The pound hit headlines again on Monday after plummeting to a record low against the dollar overnight, sending shockwaves across the economy, but London’s leading index remained fairly unchanged.
Sterling hit its lowest level against the dollar since decimalisation in 1971, falling by more than 4% to just 1.03 dollars in early Asia trading.
It regained ground later on in the day, recovering to around 1.07 dollars when European markets closed, despite the Bank of England quashing speculation that it might announce an emergency interest rate hike to steady the pound.
Governor Andrew Bailey confirmed late on Monday that it would be assessing the impact of the fall in sterling and the Government’s announcements at its next scheduled meeting.
While the pound plummeted, the FTSE 100 was relatively stable by the time markets closed on Monday. A weaker pound is usually good news for the internationally-focused index as it means British products are cheaper for overseas buyers.
The index hit lows of around 6,939 in the morning but was 2.35 points higher, or 0.03%, at 7,020.95 when European markets closed.
But the index is still just above recent lows. On Friday it fell by as much as 2.5%.
The tanking pound reflects a dip in overseas confidence in the British currency after the Government announced plans to raise borrowing and cut taxes.
Economists have been speculating over the potential impact of another rate hike, or lack thereof.
Neil Wilson, chief market analyst for Markets.com, said: “If there is not also an accompanying rate hike, it could lead to severe disappointment and fresh sterling selling given the clawback we have seen since the Asian session lows.

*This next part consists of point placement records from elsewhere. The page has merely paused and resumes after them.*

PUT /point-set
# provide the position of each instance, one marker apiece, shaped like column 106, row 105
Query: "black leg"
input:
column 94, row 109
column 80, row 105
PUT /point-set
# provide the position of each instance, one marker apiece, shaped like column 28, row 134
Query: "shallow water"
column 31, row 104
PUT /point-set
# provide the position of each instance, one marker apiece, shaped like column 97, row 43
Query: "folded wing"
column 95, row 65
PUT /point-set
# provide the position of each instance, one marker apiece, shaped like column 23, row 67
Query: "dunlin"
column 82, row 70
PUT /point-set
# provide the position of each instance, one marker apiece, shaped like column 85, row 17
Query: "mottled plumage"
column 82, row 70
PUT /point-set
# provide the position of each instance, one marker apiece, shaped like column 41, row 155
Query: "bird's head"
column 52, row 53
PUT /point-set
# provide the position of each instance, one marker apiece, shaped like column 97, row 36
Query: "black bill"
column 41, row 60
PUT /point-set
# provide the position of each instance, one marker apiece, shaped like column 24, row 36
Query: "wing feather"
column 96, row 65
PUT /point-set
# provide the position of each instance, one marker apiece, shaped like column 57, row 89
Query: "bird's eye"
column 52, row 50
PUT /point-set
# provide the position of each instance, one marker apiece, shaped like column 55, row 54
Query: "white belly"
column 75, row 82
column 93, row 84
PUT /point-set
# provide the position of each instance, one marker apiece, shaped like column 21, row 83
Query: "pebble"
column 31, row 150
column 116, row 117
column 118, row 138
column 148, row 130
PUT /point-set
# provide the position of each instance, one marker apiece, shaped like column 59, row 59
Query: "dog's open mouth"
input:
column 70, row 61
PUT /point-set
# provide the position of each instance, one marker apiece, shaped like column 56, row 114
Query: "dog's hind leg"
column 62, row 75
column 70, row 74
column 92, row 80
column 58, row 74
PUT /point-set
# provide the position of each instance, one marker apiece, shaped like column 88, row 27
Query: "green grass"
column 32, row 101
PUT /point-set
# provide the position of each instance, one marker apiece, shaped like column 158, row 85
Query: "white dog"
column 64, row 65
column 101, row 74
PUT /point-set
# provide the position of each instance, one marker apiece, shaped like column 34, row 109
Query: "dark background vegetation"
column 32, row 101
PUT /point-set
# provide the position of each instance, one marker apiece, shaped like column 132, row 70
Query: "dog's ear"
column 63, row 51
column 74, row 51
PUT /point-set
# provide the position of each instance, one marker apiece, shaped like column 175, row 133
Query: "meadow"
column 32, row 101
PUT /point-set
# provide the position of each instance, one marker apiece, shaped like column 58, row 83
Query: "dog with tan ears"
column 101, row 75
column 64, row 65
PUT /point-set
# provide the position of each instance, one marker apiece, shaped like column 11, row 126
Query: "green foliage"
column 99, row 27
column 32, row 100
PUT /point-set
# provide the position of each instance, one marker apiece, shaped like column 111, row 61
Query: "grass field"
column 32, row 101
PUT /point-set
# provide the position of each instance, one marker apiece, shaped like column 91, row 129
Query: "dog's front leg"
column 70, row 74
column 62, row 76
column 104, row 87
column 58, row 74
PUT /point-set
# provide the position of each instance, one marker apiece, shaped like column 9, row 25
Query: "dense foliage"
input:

“The risk is that the Bank of England hikes big and sterling still drops, and then what does it do?
“Intervention is beset with risks; the yen is already back to where it was before the Bank of Japan intervened last week.
“Stopping gilt sales would be a potentially savvy move that avoids the need to go down the rate-hike rabbit hole.”
Others added that the currency volatility has put the new Government’s fiscal policies firmly under international scrutiny.
Joshua Mahony, senior market analyst at online trading platform IG, said: “With Truss and Kwarteng in the job for less than a month, the past week has been a swift reminder that they have very little room for mistakes when seeking to implement a whole raft of fiscal policies.
“The strength of the pound may be a reaction to the anticipated emergency rate hike from the Bank of England, but the risk here is that markets begin to realise the UK’s reserves make defending the pound increasingly difficult.”
In the US, its top markets were down in early trading despite the strengthening of the dollar. The S&P 500 was down by 0.47% and Dow Jones had dropped by 0.6%.
Elsewhere in Europe, the German Dax was down by 0.46% and the French Cac 40 had dipped by 0.24%.
Meanwhile, wholesale gas prices slipped early on Monday with Brent crude oil slipping below 85 dollars per barrel for the first time since January. When European markets closed, Brent crude was 1.23% lower, at 85.09 dollars per barrel.
In company news, the boss of Unilever announced plans to stand down at the end of 2023 after five years as chief executive and 35 years with the group.
The FTSE-100 listed company said it has begun looking for Alan Jope’s successor. Shares in the company were up by 1.83% on Monday.
Meanwhile, shares in UK car dealership Pendragon were up by 19% on Monday after the group announced a preliminary takeover offer from its largest shareholder, Hedin Group.
The Swedish motor company could buy out the entirety of Pendragon’s share capital at 29 pence per share, in a deal valued at around £400 million.
On the flip side, resale platform Music Magpie saw its shares plummet by around two-thirds after it downgraded its profit and revenue expectations as it prepares for a worse-than-anticipated Black Friday sales period. Shares were down by 68% when markets closed.
The biggest risers on the FTSE 100 were Hargreaves Lansdown, up 35p to 869.6p, Fresnillo, up 24p to 714.2p, Entain, up 37p to 1,120p, Sage Group, up 23.2p to 713.2p, and 3I Group, up 35.5p to 1,123p.
The biggest fallers on the FTSE 100 were Taylor Wimpey, down 7.31p to 95.84p, Persimmon, down 89.5p to 1,260.5p, Barratt Developments, down 20.8p to 385.2p, Berkeley Group, down 169p to 3,315p, and Segro, down 31.2p to 737.6p.